Time Warner’s Proposed Partnership with EarthLink

Time Warner’s (NYSE: TWX) recently announced partnership with EarthLink (NASDAQ: ELNK) to offer broadband cable access to the second-largest ISP’s subscribers is the latest attempt by Time Warner and AOL (NYSE: AOL) to overcome regulatory hurdles threatening the pending merger between the two media giants. And although the three companies will be heavily impacted by the review of the Federal Trade Commission later this month, the scope of the outcome far eclipses the three companies involved.


While the proposed merger has proved challenging for the media giants, its completion may boost digital entertainment companies that are languishing due to the absence of the large-scale availability of broadband Internet. The last two quarters have pummeled the small-cap technology sector, particularly content-driven digital media companies. Their situation is more precarious than most other technology stocks, as their success is dependent not only upon demand in a down market, but also the increased availability of broadband channels by which digital content may be delivered to consumers.

If the FTC and the Federal Communications Commission accept the plan to add EarthLink subscribers to Time Warner’s cable systems and approve the merger, we could expect broader access to high-speed Internet connections over the Time Warner cable network with AOL, EarthLink, and possibly other competing ISPs down the road.

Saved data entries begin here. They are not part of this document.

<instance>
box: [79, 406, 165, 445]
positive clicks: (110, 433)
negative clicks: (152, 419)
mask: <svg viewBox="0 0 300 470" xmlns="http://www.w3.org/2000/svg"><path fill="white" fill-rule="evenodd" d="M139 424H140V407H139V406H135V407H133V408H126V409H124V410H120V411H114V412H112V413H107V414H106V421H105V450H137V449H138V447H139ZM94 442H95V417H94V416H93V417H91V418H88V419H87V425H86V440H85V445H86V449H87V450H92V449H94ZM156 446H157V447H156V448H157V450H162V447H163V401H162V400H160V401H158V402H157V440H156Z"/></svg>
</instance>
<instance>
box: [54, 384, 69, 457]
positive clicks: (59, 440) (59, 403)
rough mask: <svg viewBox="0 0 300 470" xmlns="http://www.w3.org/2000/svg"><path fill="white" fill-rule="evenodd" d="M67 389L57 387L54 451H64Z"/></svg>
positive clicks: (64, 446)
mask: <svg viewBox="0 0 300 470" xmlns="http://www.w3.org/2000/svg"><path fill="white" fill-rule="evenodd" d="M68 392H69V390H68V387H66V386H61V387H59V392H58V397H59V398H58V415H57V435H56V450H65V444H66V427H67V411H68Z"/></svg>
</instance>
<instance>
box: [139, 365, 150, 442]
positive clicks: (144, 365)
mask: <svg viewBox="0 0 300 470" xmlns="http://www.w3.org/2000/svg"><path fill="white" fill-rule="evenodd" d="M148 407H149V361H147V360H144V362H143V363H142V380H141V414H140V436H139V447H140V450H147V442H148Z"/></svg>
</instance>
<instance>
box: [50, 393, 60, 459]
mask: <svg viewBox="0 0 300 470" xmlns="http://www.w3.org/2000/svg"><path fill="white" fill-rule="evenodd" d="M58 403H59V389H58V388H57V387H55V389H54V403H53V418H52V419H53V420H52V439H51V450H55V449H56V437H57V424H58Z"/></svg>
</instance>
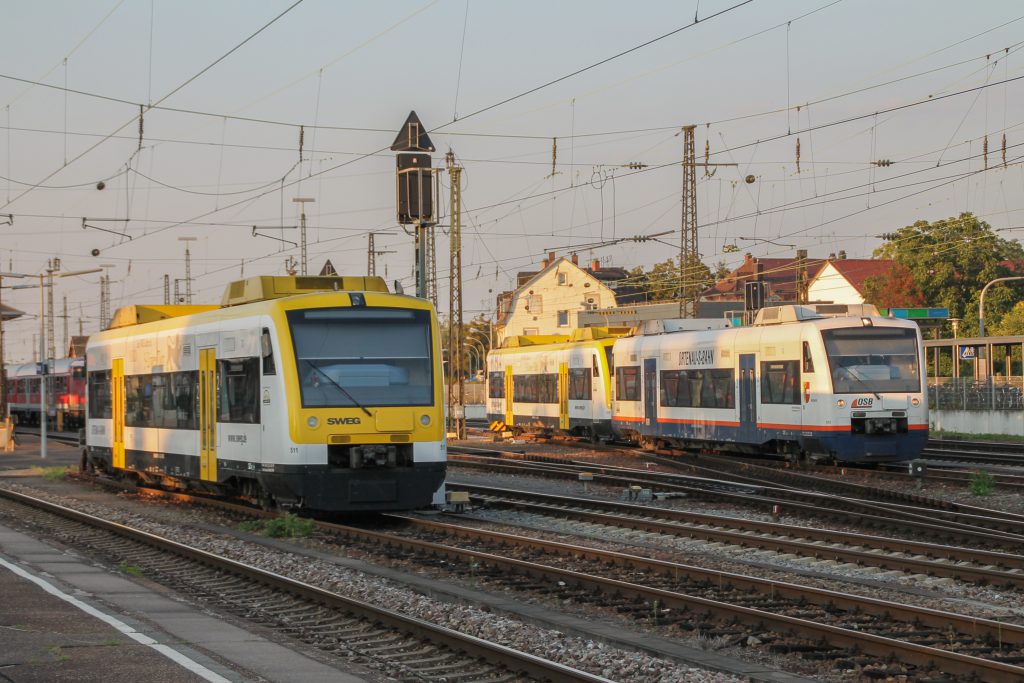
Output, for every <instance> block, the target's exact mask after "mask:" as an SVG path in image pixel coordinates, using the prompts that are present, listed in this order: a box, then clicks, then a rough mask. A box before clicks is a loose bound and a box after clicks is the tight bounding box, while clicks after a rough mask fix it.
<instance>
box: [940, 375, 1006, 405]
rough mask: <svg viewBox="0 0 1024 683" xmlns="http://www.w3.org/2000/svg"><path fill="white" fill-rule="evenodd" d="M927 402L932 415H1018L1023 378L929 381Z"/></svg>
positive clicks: (942, 380) (948, 379)
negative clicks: (1014, 413)
mask: <svg viewBox="0 0 1024 683" xmlns="http://www.w3.org/2000/svg"><path fill="white" fill-rule="evenodd" d="M928 402H929V407H930V408H931V410H933V411H1021V410H1024V378H1021V377H992V378H989V379H987V380H976V379H974V378H970V377H956V378H953V377H940V378H930V379H929V380H928Z"/></svg>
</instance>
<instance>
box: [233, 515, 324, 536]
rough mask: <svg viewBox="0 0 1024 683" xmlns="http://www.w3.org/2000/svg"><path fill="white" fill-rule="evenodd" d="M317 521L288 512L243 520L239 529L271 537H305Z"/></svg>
mask: <svg viewBox="0 0 1024 683" xmlns="http://www.w3.org/2000/svg"><path fill="white" fill-rule="evenodd" d="M313 528H315V523H314V522H313V520H311V519H306V518H305V517H299V516H298V515H293V514H292V513H290V512H286V513H285V514H283V515H281V516H280V517H275V518H274V519H257V520H253V521H247V522H242V523H241V524H239V529H241V530H243V531H247V532H249V533H262V535H263V536H266V537H269V538H271V539H291V538H305V537H307V536H309V535H310V533H312V532H313Z"/></svg>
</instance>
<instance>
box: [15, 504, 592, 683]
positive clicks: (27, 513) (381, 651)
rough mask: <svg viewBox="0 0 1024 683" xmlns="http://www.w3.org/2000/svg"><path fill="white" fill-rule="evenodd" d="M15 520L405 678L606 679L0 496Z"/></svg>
mask: <svg viewBox="0 0 1024 683" xmlns="http://www.w3.org/2000/svg"><path fill="white" fill-rule="evenodd" d="M0 507H2V508H4V512H5V513H7V514H8V515H9V516H10V518H17V519H19V520H20V521H22V523H26V524H30V525H32V526H34V527H36V528H37V529H43V530H45V532H47V533H49V535H53V536H54V537H56V538H58V539H59V540H60V541H61V542H63V543H66V544H68V545H72V546H74V547H76V548H85V549H88V550H89V551H90V552H91V553H93V554H98V555H99V556H100V557H101V558H102V559H103V560H104V561H113V562H114V563H115V564H117V563H120V564H121V565H122V566H131V567H135V568H136V569H137V570H138V571H140V572H141V573H142V574H144V575H145V577H147V578H150V579H153V580H155V581H158V582H160V583H162V584H163V585H166V586H169V587H171V588H174V589H177V590H179V591H182V592H184V593H186V594H188V595H190V596H194V597H196V598H199V599H202V600H203V601H204V602H206V603H207V604H209V605H211V606H214V607H216V608H218V609H222V610H225V611H229V612H233V613H236V614H238V615H239V616H242V617H244V618H247V620H249V621H255V622H257V623H259V624H261V625H263V626H265V627H268V628H271V629H273V630H275V631H276V632H278V633H279V634H282V635H284V636H287V637H289V638H294V639H297V640H301V641H303V642H305V643H307V644H310V645H313V646H315V647H317V648H319V649H321V650H323V651H326V652H336V653H338V654H342V655H346V656H352V655H354V656H357V657H359V658H361V659H364V660H365V661H366V663H371V664H373V665H375V666H376V668H378V669H379V670H381V671H384V672H386V673H388V675H391V676H394V677H396V678H398V679H399V680H415V681H451V680H453V678H452V677H453V676H457V675H458V676H459V678H460V679H463V677H468V679H466V680H479V681H485V682H496V683H497V682H499V681H519V680H523V679H528V680H550V681H565V682H568V681H593V682H595V683H598V682H602V683H606V682H607V679H604V678H601V677H599V676H594V675H591V674H588V673H586V672H582V671H578V670H575V669H572V668H569V667H565V666H562V665H559V664H557V663H553V661H549V660H546V659H542V658H540V657H537V656H534V655H530V654H528V653H524V652H519V651H517V650H514V649H511V648H508V647H504V646H502V645H499V644H496V643H492V642H488V641H485V640H482V639H479V638H474V637H472V636H468V635H465V634H462V633H459V632H457V631H453V630H451V629H445V628H443V627H439V626H436V625H433V624H430V623H428V622H424V621H422V620H418V618H414V617H410V616H406V615H402V614H400V613H397V612H394V611H390V610H386V609H381V608H377V607H374V606H373V605H371V604H368V603H365V602H360V601H358V600H351V599H348V598H345V597H343V596H340V595H338V594H335V593H332V592H330V591H326V590H323V589H319V588H316V587H314V586H310V585H308V584H302V583H299V582H296V581H292V580H290V579H288V578H286V577H282V575H279V574H275V573H272V572H269V571H265V570H263V569H259V568H257V567H253V566H250V565H247V564H243V563H240V562H234V561H231V560H228V559H226V558H223V557H220V556H218V555H215V554H212V553H207V552H205V551H202V550H198V549H195V548H189V547H187V546H184V545H182V544H179V543H176V542H174V541H171V540H169V539H164V538H161V537H158V536H155V535H152V533H146V532H142V531H138V530H136V529H132V528H129V527H127V526H125V525H122V524H117V523H114V522H110V521H106V520H103V519H99V518H97V517H94V516H91V515H87V514H84V513H81V512H78V511H75V510H71V509H69V508H66V507H61V506H57V505H53V504H50V503H47V502H45V501H42V500H39V499H35V498H33V497H30V496H26V495H23V494H17V493H14V492H10V490H4V489H0Z"/></svg>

Perhaps more importantly, these partnerships reinforce the new paradigm of open access, which some analysts believe the cable industry is increasingly adopting as a preemptive strike against regulatory action. Furthermore, it is reasonable to believe that other cable operators will follow suit by opening their own networks to unaffiliated ISPs to evade regulatory concerns.

This could bring about the long-awaited demand for digital media content provided by such companies as ACTV, Inc. (NASDAQ: IATV), Princeton Video Image, Inc.(NASDAQ: PVII) and Dynamic Digital Depth, Inc. (CDNX: DDE), three companies covered by SmallCaps Online research analysts. And this demand may come much sooner than analysts have heretofore predicted. However, the biggest questions for these companies remain: How will digital media content be adopted via broadband cable providers, and which small-cap digital media companies will benefit?

The answer is partnerships. Partnerships are crucial to the survival of these digital media companies as partnerships most validate these early-stage technologies. An ISP (such as AOL) brings the content created by these companies to the consumer, and broadband channels infinitely enhance this experience. Small digital media companies depend upon alliances with the bigger players in the broadband game to provide consumers access to their technologies.

Accordingly, ACTV has partnered with AT&T Broadband, OpenTV (NASDAQ and AEX: OPTV), Motorola (NYSE: MOT), Liberty Digital Inc. (NASDAQ: LDIG) and Liberty Livewire Corporation (NASDAQ: LWIRA), all of whom are clamoring for an edge in the digital television space. Princeton Video has partnered with Engage Inc. (NASDAQ: ENGA) and RealNetworks, Inc. (NASDAQ: RNTW) to insert its iPoint technology, which offers interactive and individualized virtual advertising and enhancements for consumers, into broadcast and streaming video. Dynamic Digital Depth has integrated its OpticBOOM 3D Plug-in into Apple’s QuickTime 5 Internet software for 3D viewing over the Internet. These are all examples of how digital entertainment companies are using partnerships to bring their proprietary content to the marketplace.

The best hope for these companies is for broader acceptance of their technologies with the possibility of being bought by bigger players. And with increasing access to broadband channels, ISPs will find escalating demand for content. If the authorities accept the Time Warner-EarthLink partnership as a valid remedy to regulatory concerns and the AOL-Time Warner merger is completed, it could make cable broadband access a reality for many of AOL’s 25 million subscribers and EarthLink’s 4.6 million subscribers as well as become the model for open access in the industry. The clear winners are consumers who desire broadband access—and the small digital media companies with compelling content that can rise above the competition.